• L'arc-en-ciel de la gravité, parThomas Pynchon

    Lancement d'un V2 à PeenemundeQuand je disais (ici) que je m'étais mis en immersion dans L'arc-en-ciel de la gravité, ça représentait assez l'impression que j'avais au début du livre. Une plongée singulière dans une maelström de mots, de noms, de flashs, de morceaux narratifs, de théories, d'allusions, de digressions...
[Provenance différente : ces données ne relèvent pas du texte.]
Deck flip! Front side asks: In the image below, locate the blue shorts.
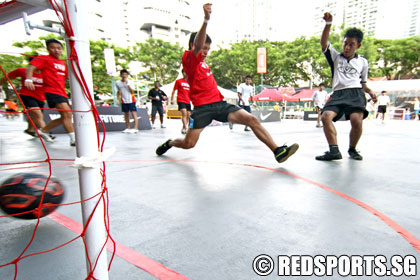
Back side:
[121,102,137,113]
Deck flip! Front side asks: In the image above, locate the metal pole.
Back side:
[67,0,108,280]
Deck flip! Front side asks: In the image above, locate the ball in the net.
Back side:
[0,173,64,219]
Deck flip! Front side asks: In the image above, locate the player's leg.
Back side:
[227,110,299,162]
[348,112,363,160]
[156,128,204,156]
[180,108,189,134]
[158,106,165,128]
[124,112,130,130]
[131,107,139,133]
[28,107,45,131]
[151,104,157,128]
[315,110,343,161]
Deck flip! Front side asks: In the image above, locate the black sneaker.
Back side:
[274,144,299,163]
[349,150,363,160]
[315,151,343,161]
[156,139,172,156]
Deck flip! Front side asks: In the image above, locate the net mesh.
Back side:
[0,0,115,279]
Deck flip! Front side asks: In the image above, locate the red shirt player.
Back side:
[171,69,191,134]
[25,39,76,146]
[0,60,45,136]
[156,3,299,162]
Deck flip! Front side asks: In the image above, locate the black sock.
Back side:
[330,145,340,154]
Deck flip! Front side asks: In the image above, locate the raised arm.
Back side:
[321,13,332,52]
[193,3,212,56]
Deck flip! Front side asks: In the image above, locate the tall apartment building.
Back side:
[314,0,420,39]
[226,0,276,42]
[90,0,192,47]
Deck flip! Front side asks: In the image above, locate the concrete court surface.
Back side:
[0,114,420,280]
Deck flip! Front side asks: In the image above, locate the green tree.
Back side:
[131,38,183,84]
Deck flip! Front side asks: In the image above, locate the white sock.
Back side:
[67,132,76,141]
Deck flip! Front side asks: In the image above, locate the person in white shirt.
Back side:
[376,90,391,122]
[312,83,328,127]
[414,97,420,120]
[315,13,376,161]
[115,69,139,133]
[229,75,254,131]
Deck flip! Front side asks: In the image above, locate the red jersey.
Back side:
[7,68,45,102]
[174,79,191,104]
[30,55,68,97]
[182,50,223,106]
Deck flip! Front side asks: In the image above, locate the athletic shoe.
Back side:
[156,139,172,156]
[274,144,299,163]
[315,151,343,161]
[38,130,54,143]
[23,129,38,137]
[349,150,363,160]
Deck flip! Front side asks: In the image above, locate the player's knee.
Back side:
[183,140,197,149]
[246,114,260,127]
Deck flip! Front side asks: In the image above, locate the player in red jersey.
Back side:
[0,57,50,140]
[156,3,299,162]
[171,69,191,134]
[25,39,76,146]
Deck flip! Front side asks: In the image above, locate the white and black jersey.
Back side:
[324,43,369,91]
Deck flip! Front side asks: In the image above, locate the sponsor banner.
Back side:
[44,107,152,134]
[252,111,280,122]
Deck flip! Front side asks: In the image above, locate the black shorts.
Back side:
[378,105,386,114]
[190,101,242,129]
[45,92,69,108]
[20,95,45,108]
[322,88,369,122]
[152,105,163,117]
[240,105,251,113]
[178,102,191,112]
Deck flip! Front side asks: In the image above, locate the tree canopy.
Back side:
[0,31,420,92]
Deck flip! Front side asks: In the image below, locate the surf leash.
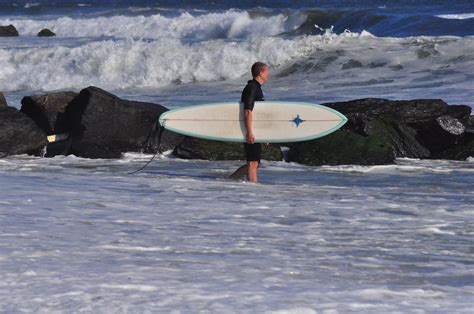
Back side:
[127,119,165,175]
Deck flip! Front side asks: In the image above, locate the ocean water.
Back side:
[0,0,474,313]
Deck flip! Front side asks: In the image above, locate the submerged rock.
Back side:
[21,92,79,135]
[0,25,19,37]
[288,98,471,165]
[62,86,176,158]
[0,107,48,157]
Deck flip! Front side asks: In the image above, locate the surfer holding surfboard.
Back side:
[231,62,269,182]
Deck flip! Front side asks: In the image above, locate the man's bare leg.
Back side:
[247,161,258,183]
[229,165,247,180]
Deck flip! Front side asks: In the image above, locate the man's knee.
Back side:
[248,161,260,169]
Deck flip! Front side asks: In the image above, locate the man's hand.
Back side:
[247,132,255,144]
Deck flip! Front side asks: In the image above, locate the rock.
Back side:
[38,28,56,37]
[21,92,79,135]
[173,137,282,161]
[58,86,179,158]
[0,107,48,157]
[0,25,19,37]
[0,92,8,111]
[432,136,474,160]
[288,119,429,166]
[288,98,471,165]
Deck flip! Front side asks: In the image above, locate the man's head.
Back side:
[252,62,268,84]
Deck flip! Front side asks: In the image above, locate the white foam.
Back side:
[420,227,455,235]
[97,245,170,252]
[2,9,304,40]
[436,13,474,20]
[100,284,159,292]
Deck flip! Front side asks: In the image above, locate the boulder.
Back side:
[0,92,8,111]
[21,92,79,135]
[0,25,19,37]
[288,98,471,165]
[62,86,179,158]
[173,137,283,161]
[0,107,48,157]
[287,119,429,165]
[38,28,56,37]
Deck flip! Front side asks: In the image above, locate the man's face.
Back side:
[258,67,269,83]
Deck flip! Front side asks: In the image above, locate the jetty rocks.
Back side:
[0,25,19,37]
[0,86,474,165]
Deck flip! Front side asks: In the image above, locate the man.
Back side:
[230,62,268,183]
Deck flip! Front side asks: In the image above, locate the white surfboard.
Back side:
[159,101,347,143]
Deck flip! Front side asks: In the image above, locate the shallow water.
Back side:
[0,154,474,313]
[0,0,474,314]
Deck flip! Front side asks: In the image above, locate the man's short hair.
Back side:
[252,62,268,78]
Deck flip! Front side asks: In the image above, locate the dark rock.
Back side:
[0,107,48,157]
[173,137,282,161]
[432,136,474,160]
[288,119,429,165]
[0,25,19,37]
[21,92,79,135]
[38,28,56,37]
[288,98,471,165]
[58,86,177,158]
[0,92,8,111]
[467,116,474,128]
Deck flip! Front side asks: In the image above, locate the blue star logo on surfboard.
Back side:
[291,114,304,127]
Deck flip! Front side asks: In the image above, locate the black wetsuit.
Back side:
[240,79,265,163]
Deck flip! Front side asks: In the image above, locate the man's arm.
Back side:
[244,109,255,144]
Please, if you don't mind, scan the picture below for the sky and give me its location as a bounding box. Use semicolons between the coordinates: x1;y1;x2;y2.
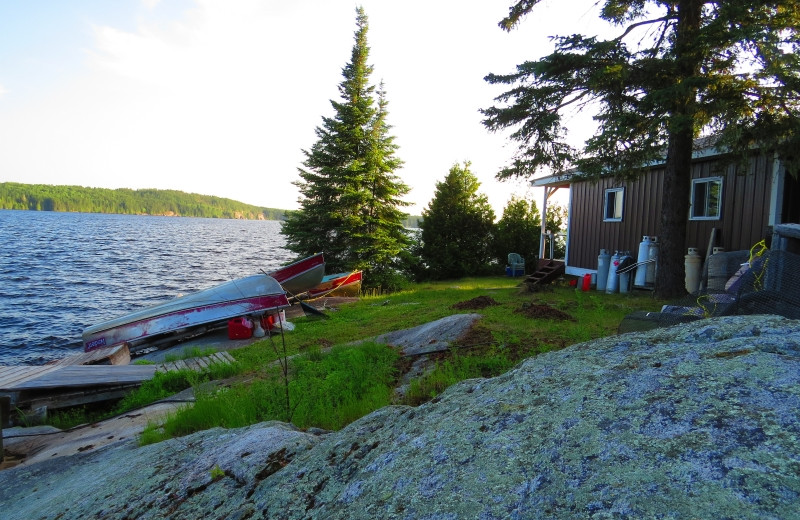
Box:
0;0;599;218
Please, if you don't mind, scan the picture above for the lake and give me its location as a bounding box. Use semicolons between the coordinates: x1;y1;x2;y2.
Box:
0;210;294;365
    Le lecteur là-dedans se retrouve hébété, perdu, tentant de se raccrocher à une logique qui se dérobe souvent, tant le centre de cet ensemble éclaté est difficile à trouver. Enfin, au fil des pages, le puzzle se constitue un peu.
    La première partie, En dessous de zéro, commence vers la fin de la deuxième guerre mondiale par le réveil d'une chambrée de militaires, nourris aux bananes par Pirate Prentice qui les fait pousser sur une serre. En les cueillant ce matin-là, Pirate voit, de l'autre côté de la manche, en Hollande je crois, décoller un V2 dont le soleil levant fait briller la trace condensée.
    Et voici le premier thème important du livre. La fusée.
    Une masse de personnages apparaissent ensuite. Beaucoup sont liés à un centre où des chercheurs militaires bizarres pratiquent la parapsychologie, la voyance, le channelling, font des expériences sur une pieuvre ou des chiens. Parmi eux, Pointsman, disciple de Pavlov, qui travaille sur le conditionnement. Conditionnement, deuxième thème. Lié à un troisième, le déterminisme, ici plus précisément la prédestination calviniste.
    Le héros, remarque-t-on bientôt, est un Américain nommé Slothorp. Sa caractéristique est d'avoir des érections dans les endroits de Londres où tomberont quelques jours plus tard les V2. La carte qu'il tient de ses émois sexuels, avec des étoiles, se superpose exactement à celle que le statisticien Roger Mexico, adepte des théories de Poisson, tient sur la chute des fusées.
    Or, on apprend que tout bébé, Slothorp a été conditionné par un savant, lequel est lui-même lié aux V2.
    Ça commence à prendre forme, non ? Et ce n'est que la première partie, les 180 premières pages. Partagées, disent les érudits, en autant de parties que les cartes du tarot (le destin, humm ?) et sans doute savamment composées. Peu importe. Le lecteur moyen (c'est--à-dire moi) s'en fiche.
    Il suit, sidéré, sonné, ces giclées de mots, emporté par le dynamisme noir de Pynchon, son savoir, sa langue, son sens du jeu, de l'extravagant, déboussolé souvent, mais jouissant de superbes moments de lecture. Ne comprenant pas tout, évidemment.
    Mais ça, ça n'a pas d'importance. Je suis de ces lecteurs qui acceptent facilement d'être débordés, perdus même, si je sens que je suis dans quelque chose d'important, et qui compte littérairement.